I work in South Nashville and the kids down there — the kids that I work with and the kids at Vui’s and the kids at the coffee shop — they all talk about [how] they want to walk. They want out of cars. They don’t want insurance. They don’t want all that. It’s a completely different and better world. I agree with them. They have my sympathies.

So I think this town, because it grew out of buffalo trails, really is going to benefit from having an actual walking district that I think should extend all the way into downtown. I mean, there are already people walking from downtown to Music Row. I see that happening.

We see it every day here in The Gulch. It’s night and day compared to five or six years ago.

BURNETT: Right. Exactly.

MIDDLETON: It’s not an easy town to walk around, you know? And that’s a big personal thing for me, making this a walking town.

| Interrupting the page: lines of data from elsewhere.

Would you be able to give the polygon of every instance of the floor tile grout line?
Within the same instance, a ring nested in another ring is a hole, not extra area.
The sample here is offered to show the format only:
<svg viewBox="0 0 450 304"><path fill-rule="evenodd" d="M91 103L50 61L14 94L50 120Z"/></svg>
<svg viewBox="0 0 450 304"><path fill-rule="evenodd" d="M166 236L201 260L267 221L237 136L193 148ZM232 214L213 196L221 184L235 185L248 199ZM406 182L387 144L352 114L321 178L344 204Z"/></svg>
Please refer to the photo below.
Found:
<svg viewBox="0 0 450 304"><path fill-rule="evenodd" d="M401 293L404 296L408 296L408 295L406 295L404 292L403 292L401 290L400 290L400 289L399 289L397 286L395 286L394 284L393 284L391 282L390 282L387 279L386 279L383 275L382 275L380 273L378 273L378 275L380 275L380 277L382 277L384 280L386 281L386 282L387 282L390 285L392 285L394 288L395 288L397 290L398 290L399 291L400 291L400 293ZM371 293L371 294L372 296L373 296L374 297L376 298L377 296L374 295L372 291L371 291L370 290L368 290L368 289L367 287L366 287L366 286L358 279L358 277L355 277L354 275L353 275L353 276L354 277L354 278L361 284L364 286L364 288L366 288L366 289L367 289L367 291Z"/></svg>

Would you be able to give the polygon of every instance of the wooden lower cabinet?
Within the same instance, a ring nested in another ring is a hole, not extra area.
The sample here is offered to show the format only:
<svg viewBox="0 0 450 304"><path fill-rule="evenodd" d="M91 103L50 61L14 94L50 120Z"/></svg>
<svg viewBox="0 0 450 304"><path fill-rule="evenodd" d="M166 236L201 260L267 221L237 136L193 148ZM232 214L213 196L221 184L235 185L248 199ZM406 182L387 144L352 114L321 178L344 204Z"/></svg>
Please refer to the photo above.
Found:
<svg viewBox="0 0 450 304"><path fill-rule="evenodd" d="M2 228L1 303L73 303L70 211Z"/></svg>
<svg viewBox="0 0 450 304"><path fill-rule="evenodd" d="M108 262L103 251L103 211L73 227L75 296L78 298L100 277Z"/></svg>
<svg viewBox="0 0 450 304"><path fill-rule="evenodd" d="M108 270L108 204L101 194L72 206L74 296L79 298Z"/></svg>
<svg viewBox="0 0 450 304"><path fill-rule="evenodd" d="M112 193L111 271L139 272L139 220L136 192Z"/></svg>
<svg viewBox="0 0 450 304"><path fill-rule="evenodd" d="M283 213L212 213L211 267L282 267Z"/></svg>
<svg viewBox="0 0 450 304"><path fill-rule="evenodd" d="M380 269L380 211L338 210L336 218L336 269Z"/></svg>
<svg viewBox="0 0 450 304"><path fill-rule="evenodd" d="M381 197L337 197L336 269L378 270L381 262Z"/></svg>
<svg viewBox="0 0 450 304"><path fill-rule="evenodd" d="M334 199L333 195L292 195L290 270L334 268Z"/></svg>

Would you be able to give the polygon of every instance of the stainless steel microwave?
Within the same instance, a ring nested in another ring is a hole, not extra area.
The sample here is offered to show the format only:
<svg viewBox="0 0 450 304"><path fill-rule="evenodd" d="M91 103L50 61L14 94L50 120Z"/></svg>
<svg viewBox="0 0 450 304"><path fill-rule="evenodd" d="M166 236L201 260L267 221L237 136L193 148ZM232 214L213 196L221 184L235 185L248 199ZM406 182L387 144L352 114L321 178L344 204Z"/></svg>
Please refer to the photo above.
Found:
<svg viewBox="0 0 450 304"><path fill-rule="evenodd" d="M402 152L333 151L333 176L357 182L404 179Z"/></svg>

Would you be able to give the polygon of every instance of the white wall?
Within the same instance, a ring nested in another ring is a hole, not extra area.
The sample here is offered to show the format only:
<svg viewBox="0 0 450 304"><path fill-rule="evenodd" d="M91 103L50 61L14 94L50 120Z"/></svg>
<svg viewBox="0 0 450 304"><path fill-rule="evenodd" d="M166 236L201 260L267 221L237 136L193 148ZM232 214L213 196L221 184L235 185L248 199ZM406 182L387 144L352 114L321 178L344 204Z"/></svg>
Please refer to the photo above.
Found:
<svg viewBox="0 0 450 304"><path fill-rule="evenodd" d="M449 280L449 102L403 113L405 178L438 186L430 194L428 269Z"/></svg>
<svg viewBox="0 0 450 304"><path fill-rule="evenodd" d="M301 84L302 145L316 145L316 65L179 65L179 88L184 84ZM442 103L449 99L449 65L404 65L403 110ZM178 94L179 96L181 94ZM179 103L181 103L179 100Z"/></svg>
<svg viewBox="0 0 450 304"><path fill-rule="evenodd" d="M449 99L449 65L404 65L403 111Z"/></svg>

BURNETT: It’s sort of become my main focus because I started out thinking I was going to give a gift to the city and now, I’m getting all this knowledge in return. Now I care about this city in a way I didn’t ever think I would. And this walking district, it’s become the most important. This is an incredible hub in the city when you look at the potential for opening up the corridors.

We’re trying to do something really monumental here. And I hope we can. I pray we can pull it off. And I think we can.